CALCM - Computer Architecture Lab at Carnegie Mellon


	Faculty Students Projects Seminar Reports Links Contacts

Reliability Through Architecture: Fault-Tolerant Computer Systems for the 21st Century

Tuesday November 25, 2003
Hamerschlag Hall D-210
4:00 pm

Brian Gold
Carnegie Mellon University

Fault tolerant computer systems have been used for decades in mission-critical applications. These systems employ a variety of well-studied mechanisms for detecting permanent and transient faults and recovering from their effects. Unfortunately, traditional approaches to add fault-tolerant capabilities to existing microprocessors typically result in reduced performance and/or increased design complexity when compared to the original, non-fault-tolerant processor. To make matters worse, it is widely believed that the soft error rate in combinational logic will increase exponentially with continued scaling in feature size and supply voltage. While fault tolerance was once the concern of a relatively small sector of applications, an increasing rate of soft errors in combinational logic will force the general computing industry to address fault-tolerant architectures.

The time has come to revisit conventional fault-tolerant architectures and examine how we might construct a scalable, fault-tolerant system that yields performance on par with commodity computers. In this talk, I will take a detailed look at two papers that propose a scalable approach to system-level reliability and fault tolerance (ReVive and SafetyNet). Both of these proposals are hardware mechanisms and do not require modifications to application software.
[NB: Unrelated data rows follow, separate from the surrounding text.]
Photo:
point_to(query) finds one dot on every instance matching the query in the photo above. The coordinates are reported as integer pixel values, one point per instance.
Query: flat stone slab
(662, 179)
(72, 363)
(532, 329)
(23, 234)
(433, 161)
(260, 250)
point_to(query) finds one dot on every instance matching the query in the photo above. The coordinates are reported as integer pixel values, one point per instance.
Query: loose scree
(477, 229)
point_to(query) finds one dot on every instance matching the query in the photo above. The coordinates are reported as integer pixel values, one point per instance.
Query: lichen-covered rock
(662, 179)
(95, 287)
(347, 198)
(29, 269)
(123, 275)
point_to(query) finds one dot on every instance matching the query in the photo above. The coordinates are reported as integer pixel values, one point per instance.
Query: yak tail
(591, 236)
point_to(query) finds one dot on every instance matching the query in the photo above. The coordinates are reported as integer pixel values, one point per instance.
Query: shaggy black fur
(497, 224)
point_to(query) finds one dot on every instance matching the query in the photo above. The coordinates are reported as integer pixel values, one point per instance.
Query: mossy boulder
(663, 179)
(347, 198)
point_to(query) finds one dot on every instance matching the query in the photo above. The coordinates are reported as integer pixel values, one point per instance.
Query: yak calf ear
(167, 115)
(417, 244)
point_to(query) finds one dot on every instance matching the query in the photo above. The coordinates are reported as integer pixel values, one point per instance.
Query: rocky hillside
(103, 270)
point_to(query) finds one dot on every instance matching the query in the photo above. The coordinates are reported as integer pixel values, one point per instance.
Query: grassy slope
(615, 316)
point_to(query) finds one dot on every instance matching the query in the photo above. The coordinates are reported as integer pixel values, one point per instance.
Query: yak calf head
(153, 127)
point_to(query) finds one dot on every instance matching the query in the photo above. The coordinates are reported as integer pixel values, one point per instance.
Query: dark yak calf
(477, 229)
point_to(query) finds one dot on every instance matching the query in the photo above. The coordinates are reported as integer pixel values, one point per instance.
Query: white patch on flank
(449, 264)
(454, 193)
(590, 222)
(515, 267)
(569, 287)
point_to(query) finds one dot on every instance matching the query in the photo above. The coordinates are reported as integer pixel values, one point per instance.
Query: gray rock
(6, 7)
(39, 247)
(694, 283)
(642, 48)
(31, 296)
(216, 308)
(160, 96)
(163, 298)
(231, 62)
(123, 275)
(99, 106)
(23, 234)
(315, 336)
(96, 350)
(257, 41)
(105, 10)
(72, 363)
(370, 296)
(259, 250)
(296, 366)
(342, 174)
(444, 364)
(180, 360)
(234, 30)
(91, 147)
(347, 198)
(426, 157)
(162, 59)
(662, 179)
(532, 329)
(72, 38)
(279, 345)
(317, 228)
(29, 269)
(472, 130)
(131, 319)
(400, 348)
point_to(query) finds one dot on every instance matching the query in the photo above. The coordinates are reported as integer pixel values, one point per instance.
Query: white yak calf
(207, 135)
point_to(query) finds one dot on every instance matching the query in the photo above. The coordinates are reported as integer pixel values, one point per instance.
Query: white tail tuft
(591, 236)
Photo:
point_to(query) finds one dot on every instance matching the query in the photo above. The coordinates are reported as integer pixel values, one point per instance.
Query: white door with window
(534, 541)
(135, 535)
Brian Gold is a first-year Ph.D. candidate in the Electrical and Computer Engineering Department of Carnegie Mellon. He received B.S. degrees in Electrical Engineering and Applied Computational Mathematics in 2001 and the M.S. degree in Computer Engineering in 2003, all from Virginia Tech. His research interests are in novel computer architectures that consider design complexity, power, and reliability without sacrificing performance.